(The Center Square) — New data from the Virginia Hospital & Healthcare Association shows that emergency room visits resulting from attempted suicide were still higher in 2023 than in 2020 but down from 2021.
While emergency rooms in the commonwealth saw a total of 863 visits of this kind in 2020, numbers continued to climb in 2021 to 985 visits, a 14% increase. Since then, they’ve declined some each year. In 2022, there were 969 visits, and last year ended with 920.
Julian Walker, spokesman for the association, explained that utilization of most service lines in hospitals declined during the pandemic – as many types of non-COVID care were postponed and some wanted to avoid hospital settings altogether – with one “notable exception.”
“During that time, we saw a demand for behavioral health, mental health, substance abuse services rise in hospital settings when demand or utilization of the vast majority of other hospital-based service lines declined,” Walker told The Center Square.

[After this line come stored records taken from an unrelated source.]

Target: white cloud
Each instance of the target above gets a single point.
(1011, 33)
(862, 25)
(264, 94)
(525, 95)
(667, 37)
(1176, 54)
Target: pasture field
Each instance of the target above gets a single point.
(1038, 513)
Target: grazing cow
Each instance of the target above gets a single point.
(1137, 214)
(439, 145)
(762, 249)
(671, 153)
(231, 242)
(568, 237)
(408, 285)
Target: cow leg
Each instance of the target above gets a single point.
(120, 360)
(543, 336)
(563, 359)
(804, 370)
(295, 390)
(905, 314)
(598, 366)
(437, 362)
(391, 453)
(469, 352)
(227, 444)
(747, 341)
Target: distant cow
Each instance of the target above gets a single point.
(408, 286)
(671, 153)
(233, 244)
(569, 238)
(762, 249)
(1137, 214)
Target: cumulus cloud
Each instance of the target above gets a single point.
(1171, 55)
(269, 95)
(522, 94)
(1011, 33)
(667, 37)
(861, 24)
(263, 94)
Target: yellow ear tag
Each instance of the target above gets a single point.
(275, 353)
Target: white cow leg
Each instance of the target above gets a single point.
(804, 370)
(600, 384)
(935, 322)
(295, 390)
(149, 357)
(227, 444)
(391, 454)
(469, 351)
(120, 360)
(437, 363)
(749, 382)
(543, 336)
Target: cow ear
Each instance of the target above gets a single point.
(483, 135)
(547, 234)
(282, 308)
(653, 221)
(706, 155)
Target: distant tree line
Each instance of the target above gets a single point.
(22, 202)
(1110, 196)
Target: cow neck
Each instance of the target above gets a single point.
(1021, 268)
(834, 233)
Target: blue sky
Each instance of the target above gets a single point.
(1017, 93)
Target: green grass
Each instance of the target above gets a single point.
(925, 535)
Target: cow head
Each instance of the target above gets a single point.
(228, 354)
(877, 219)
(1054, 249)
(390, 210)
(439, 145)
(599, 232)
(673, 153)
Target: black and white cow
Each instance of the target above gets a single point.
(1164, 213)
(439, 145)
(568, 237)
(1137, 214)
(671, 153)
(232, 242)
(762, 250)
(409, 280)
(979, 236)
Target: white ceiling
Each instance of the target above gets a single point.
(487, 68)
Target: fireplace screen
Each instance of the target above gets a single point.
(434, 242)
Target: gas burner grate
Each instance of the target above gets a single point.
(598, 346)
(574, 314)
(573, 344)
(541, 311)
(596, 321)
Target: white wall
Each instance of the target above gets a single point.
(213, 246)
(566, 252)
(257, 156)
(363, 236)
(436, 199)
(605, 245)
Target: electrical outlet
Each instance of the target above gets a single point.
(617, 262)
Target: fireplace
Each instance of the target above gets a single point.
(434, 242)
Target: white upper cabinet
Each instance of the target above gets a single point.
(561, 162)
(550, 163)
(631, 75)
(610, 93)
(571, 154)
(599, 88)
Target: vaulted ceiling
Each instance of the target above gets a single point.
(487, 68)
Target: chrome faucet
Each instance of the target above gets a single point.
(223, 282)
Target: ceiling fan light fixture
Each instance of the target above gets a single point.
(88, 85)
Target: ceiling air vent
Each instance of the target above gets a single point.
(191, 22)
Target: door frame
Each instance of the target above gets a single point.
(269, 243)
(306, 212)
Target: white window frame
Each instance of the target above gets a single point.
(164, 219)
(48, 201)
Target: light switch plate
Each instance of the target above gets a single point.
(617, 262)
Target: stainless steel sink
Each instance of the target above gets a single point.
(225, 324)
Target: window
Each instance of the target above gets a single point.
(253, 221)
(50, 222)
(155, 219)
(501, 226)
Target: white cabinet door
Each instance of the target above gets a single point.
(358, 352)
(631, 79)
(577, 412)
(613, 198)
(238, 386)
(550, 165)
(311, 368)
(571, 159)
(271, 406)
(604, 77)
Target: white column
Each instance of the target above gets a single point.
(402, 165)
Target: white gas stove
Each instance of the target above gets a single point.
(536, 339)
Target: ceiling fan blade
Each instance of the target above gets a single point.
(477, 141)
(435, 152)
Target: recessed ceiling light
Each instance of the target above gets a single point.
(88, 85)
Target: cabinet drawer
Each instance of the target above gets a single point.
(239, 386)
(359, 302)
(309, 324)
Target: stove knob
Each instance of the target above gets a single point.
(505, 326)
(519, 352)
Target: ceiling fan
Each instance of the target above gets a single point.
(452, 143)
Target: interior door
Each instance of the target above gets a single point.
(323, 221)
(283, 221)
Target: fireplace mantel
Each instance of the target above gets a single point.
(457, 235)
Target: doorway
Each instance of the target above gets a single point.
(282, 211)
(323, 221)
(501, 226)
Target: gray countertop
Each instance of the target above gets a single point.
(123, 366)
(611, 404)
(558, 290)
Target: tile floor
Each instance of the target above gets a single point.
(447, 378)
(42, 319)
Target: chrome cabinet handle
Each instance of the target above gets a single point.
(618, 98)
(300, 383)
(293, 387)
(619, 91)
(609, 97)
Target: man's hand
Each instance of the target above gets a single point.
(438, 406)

And Americans have continued to seek greater support when it comes to their mental health.
“We are in a moment in time where there clearly seems to be more demand for [mental health] services. Americans say that their mental wellness is suffering or has declined,” Walker said.
The commonwealth is in the midst of implementing Gov. Glenn Youngkin’s Right Help, Right Now plan, which was created to respond to the mental health crisis. It’s a three-year plan that began in 2023 and designed to effectively overhaul parts of Virginia’s behavioral health system that aren’t meeting the increased need for services.

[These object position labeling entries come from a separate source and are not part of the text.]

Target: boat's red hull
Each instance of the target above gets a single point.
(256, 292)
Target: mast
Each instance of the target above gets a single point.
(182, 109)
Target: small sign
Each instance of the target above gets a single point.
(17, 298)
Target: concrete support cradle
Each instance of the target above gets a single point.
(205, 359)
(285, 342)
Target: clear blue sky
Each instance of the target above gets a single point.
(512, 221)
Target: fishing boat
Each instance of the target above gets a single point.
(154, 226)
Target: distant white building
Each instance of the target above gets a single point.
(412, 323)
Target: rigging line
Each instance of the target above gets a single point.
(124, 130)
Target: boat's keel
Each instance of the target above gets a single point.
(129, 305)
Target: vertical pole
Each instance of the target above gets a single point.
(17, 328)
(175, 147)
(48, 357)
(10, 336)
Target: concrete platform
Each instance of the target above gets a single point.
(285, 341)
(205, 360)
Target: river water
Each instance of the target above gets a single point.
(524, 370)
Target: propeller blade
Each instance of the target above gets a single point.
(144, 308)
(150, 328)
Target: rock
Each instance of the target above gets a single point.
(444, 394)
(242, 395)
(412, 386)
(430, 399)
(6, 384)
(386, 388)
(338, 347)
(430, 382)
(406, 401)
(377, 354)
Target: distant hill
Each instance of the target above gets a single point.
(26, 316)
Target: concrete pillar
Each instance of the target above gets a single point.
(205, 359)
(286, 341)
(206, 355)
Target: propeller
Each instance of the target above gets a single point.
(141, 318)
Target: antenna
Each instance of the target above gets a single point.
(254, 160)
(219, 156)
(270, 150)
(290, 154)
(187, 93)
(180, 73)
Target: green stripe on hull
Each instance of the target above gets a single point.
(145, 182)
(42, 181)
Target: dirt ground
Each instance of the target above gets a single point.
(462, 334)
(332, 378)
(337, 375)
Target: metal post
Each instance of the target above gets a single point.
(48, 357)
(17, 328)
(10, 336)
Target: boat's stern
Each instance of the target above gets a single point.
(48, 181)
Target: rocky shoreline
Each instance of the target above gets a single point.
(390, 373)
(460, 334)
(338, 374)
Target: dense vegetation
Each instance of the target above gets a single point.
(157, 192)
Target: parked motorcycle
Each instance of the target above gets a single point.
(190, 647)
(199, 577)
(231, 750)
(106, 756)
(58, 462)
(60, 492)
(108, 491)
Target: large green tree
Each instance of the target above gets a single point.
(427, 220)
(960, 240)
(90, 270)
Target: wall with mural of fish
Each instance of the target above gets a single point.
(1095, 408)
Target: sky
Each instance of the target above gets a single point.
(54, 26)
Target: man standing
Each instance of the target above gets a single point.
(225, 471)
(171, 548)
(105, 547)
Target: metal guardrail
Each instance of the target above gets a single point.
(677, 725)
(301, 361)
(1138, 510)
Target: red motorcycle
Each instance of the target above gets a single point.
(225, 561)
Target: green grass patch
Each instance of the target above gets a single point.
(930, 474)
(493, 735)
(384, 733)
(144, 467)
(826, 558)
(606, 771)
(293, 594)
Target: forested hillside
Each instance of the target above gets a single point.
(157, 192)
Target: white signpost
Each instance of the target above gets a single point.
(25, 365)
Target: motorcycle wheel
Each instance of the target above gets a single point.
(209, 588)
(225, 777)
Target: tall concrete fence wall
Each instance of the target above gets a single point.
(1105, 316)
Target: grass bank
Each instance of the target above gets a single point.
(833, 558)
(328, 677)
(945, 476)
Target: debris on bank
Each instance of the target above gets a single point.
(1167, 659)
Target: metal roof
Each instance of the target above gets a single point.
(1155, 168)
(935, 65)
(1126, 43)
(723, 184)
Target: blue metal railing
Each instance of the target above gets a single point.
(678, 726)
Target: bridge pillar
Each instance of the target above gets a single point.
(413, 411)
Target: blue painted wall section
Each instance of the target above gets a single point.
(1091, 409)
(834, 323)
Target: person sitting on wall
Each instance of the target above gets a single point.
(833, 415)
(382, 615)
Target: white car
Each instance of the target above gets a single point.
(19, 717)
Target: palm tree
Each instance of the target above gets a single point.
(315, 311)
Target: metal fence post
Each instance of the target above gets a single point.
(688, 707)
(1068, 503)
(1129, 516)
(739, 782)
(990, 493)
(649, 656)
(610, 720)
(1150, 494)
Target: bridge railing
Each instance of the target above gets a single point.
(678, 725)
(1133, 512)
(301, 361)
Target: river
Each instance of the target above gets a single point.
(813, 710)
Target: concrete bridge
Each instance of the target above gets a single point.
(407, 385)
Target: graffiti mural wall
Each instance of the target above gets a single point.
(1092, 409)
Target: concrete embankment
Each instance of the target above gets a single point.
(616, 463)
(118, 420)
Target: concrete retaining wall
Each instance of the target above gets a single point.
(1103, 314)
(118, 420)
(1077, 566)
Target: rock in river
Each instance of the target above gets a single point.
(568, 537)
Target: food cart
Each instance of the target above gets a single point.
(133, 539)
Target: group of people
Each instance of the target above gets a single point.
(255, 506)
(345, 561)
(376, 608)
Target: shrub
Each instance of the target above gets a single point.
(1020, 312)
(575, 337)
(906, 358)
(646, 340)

The plan rests on six pillars: same-day crisis care; ensuring mental health patients receive the health care they need, rather than remaining law enforcement’s responsibility; expanding the capacity of Virginia’s health care system to treat behavioral health conditions; targeted support for substance use disorders and overdose; enhancing the behavioral health workforce; and pursuing “innovations to close capacity gaps.”
While Walker expressed his support for the plan and its parts, treatment capacity – in the appropriate setting – and workforce development stand out to him as particularly fundamental.

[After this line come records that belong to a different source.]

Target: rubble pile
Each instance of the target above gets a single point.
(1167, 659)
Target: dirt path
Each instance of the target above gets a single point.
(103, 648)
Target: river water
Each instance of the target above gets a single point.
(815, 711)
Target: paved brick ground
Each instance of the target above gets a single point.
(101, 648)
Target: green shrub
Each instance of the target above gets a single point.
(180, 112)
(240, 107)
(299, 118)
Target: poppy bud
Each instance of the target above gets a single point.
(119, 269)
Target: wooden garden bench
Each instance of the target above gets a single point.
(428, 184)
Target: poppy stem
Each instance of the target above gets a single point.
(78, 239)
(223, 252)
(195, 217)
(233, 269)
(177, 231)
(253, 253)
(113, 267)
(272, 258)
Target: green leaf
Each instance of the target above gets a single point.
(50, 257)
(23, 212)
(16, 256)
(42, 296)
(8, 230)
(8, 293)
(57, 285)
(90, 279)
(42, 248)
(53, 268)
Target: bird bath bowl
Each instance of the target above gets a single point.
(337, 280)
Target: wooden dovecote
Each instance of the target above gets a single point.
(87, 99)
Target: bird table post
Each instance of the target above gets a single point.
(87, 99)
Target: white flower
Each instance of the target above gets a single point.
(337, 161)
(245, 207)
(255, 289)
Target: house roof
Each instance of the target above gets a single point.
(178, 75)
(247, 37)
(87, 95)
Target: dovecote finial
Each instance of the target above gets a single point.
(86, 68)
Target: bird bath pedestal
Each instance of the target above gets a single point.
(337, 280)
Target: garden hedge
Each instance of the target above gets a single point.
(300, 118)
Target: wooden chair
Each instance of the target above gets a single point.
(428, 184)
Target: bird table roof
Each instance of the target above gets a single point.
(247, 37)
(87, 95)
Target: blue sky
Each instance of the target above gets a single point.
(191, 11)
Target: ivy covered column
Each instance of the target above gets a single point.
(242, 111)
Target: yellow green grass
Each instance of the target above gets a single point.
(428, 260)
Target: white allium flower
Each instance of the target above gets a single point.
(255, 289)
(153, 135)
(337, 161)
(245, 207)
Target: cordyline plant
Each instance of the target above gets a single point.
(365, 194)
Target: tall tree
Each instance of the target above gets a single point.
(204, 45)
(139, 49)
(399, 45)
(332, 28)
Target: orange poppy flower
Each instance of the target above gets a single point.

“All of these prongs are, I think, important. Making sure that there is capacity within the system across facility types and provider types [is important], whether that’s community-based settings, inpatient settings, outpatient care …. and that there are multiple points of entry into the system, so that different types of treatment needs can be accommodated at appropriate levels of care,” Walker said.
“You have to have trained, caring, capable, compassionate people to deliver that care.”